The Hindu Funeral Home
A few years ago, my friend’s father, an uncle at the temple I attend, passed away. It was very sudden and heartbreaking. He was always so social and joyful, I couldn’t imagine temple without his voice. I couldn’t do anything due to distance. I prayed for my friend and her family alone in my dorm room. It was a very strange moment when I saw his obituary online. It was on a website called "The Hindu Funeral Home." I didn’t know this existed until that moment. It was freaky seeing a business catered towards Hindu death in the U.S. They would cremate bodies in the most traditional way possible. There was even a way to fly the bodies to India if wanted. On that website, I discovered my other friend’s mom’s obituary. She had passed a few weeks earlier after being sick for a long time. I suddenly imagined that all my friends’ parents from my hometown may end up on this website. My own parents perhaps.

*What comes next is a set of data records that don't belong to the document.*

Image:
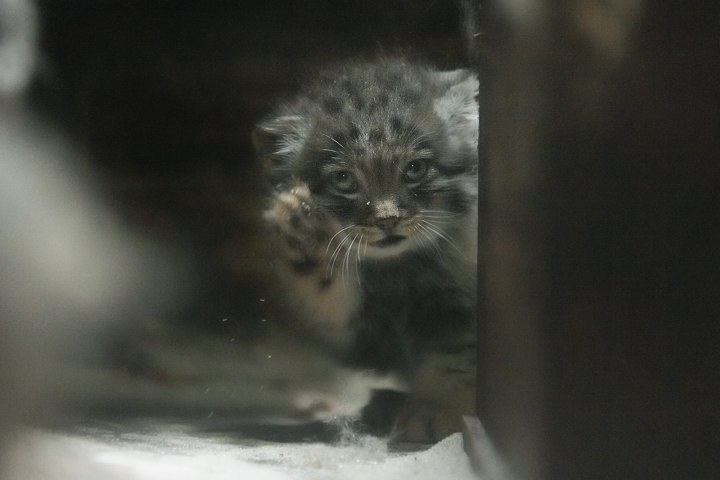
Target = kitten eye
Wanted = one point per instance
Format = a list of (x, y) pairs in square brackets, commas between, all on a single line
[(416, 170), (343, 181)]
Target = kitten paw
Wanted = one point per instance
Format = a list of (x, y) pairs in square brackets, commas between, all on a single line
[(295, 218)]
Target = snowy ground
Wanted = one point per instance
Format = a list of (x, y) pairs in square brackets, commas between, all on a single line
[(106, 454)]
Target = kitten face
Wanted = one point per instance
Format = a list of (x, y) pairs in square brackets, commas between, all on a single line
[(383, 151)]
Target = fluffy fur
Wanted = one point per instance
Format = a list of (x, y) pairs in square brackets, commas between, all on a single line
[(374, 169)]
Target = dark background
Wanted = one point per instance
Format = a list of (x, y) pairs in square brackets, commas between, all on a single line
[(599, 294), (163, 96)]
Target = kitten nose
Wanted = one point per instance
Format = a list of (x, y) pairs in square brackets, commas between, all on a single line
[(387, 223)]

This piece is supposed to connect the body and soul of someone who has passed to their first home. The bottom of the piece features a figure lying on a funeral pyre. There is fire/flowers surrounding the pyre to celebrate and say goodbye to the body. The soul however travels far. It crosses a rapid river into lush farms and dead ones. It goes to small villages with strong connections. I based the farmland off of where my mom grew up, where my grandfather worked. The positions of the squares to represent cots are based on maps of my temple and my friend’s neighborhood. I wanted to connect everything. I always felt as though dying here instead of in India for those who were born there would be upsetting. Almost like they’re missing out on a happy ending. Making this piece changed my mind. My grandfather died in his bed surrounded by his kids. My friend’s dad suddenly passed in his townhouse in Somerset, New Jersey. I believe either way the soul will travel where it pleases. We make new homes throughout our lives. I have stopped assuming that someone’s original home is the most special or significant. Anywhere and anytime can be special. That’s how my friend’s dad lived and died.